The trustees of the scheme are hoping to transform it into a debt- oriented fund by off-loading the equities which have depreciated considerably in value. Even stocks of public sector companies would be transferred at book value to the Special Unit Scheme 1999.

Experts feel that long-term rally in the market 'favourite' scrips would enable their retention in the US-64. Financial institutions and insurance companies also have said they will make higher investments in the capital markets. Heads of financial institutions have already announced more active participation in the secondary market.
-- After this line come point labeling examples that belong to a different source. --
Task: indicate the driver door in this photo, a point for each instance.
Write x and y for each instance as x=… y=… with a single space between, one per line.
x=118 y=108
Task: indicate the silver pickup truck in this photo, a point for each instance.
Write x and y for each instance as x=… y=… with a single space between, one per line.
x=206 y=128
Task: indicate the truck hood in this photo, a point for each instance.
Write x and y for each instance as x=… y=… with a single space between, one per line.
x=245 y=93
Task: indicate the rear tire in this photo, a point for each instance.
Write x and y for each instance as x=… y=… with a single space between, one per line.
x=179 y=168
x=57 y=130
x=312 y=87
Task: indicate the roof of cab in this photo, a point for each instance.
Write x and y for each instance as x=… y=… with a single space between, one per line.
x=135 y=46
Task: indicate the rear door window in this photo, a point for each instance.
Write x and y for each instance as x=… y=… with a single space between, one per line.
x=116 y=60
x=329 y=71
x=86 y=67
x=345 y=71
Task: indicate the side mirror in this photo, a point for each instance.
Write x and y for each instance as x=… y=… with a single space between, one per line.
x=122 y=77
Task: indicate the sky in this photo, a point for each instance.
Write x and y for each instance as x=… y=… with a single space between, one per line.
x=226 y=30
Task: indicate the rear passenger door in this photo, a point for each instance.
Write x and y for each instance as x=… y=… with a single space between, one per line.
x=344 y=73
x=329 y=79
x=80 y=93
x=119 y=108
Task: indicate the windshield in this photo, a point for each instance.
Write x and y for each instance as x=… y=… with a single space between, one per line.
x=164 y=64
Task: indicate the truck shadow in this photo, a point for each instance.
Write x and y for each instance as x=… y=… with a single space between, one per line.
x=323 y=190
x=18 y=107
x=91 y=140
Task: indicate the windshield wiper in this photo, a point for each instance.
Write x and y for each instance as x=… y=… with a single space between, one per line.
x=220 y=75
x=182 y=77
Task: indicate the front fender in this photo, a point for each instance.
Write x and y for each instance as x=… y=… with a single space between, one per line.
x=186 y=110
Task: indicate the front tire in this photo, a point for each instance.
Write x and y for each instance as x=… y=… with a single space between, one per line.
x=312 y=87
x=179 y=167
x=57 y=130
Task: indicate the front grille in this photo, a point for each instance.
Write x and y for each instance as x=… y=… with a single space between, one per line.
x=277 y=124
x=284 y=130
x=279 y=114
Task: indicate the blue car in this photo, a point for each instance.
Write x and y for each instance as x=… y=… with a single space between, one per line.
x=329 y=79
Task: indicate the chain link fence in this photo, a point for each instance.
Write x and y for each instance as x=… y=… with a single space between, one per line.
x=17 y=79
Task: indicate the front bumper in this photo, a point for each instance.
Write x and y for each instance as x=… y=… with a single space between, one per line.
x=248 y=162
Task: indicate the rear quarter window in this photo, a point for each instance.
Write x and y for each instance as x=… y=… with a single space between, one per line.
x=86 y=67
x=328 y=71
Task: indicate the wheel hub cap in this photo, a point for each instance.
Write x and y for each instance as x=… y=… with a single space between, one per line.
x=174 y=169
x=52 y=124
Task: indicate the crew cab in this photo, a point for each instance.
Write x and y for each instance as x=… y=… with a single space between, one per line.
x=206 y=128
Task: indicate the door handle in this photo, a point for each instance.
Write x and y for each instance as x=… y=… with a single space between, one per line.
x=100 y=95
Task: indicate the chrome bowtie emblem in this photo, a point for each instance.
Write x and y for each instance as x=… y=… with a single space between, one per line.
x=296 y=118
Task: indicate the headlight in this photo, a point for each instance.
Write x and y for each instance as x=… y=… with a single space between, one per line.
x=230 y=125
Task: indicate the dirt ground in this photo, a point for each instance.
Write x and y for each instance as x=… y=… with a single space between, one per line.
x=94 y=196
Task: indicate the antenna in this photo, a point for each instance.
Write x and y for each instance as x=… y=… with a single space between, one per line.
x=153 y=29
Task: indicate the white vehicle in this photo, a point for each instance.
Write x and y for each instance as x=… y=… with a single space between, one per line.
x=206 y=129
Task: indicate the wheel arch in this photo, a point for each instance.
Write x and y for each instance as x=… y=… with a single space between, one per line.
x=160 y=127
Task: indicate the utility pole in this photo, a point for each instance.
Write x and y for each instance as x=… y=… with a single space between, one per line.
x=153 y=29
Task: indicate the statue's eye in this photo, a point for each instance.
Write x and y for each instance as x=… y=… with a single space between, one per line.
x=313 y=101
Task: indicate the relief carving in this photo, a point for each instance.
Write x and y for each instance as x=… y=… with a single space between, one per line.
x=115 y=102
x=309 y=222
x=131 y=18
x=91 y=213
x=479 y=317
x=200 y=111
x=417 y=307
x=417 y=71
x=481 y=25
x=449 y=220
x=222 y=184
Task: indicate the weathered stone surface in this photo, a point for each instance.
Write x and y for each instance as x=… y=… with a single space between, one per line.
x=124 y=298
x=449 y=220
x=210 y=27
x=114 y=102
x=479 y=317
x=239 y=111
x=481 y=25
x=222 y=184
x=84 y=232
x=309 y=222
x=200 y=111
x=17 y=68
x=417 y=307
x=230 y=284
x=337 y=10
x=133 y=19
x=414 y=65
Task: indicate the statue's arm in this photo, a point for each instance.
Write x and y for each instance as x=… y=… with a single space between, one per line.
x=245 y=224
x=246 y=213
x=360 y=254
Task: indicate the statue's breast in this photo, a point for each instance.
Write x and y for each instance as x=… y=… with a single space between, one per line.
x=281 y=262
The Life Insurance Corporation of India has invested Rs 80 billion in the markets during the current fiscal, an increase of Rs 20 billion over the previous year. LIC chairman G Krishnamurthy has indicated that the institution would continue its investments taking advantage of the post-Budget bullish phase.

According to experts, infotech, pharma and FMCG companies enjoy high market capitalisation on the bourses. The rally in these scrips has aided the post-Budget surge in the Sensex, given their weightage in the key stock indices of the capital market.

Two of the top three companies in terms of market capitalisation are from these sectors. FMCG major Hindustan Lever is at the top position with a market capitalisation of over Rs 500 billion, while Wipro is at the third position with a market capitalisation of around Rs 200 billion. Wipro is a highly diversified company. However, over 80 per cent of its revenues, lately, are coming from the infotech business. It also has a presence in fluid power, medical equipment, consumer goods.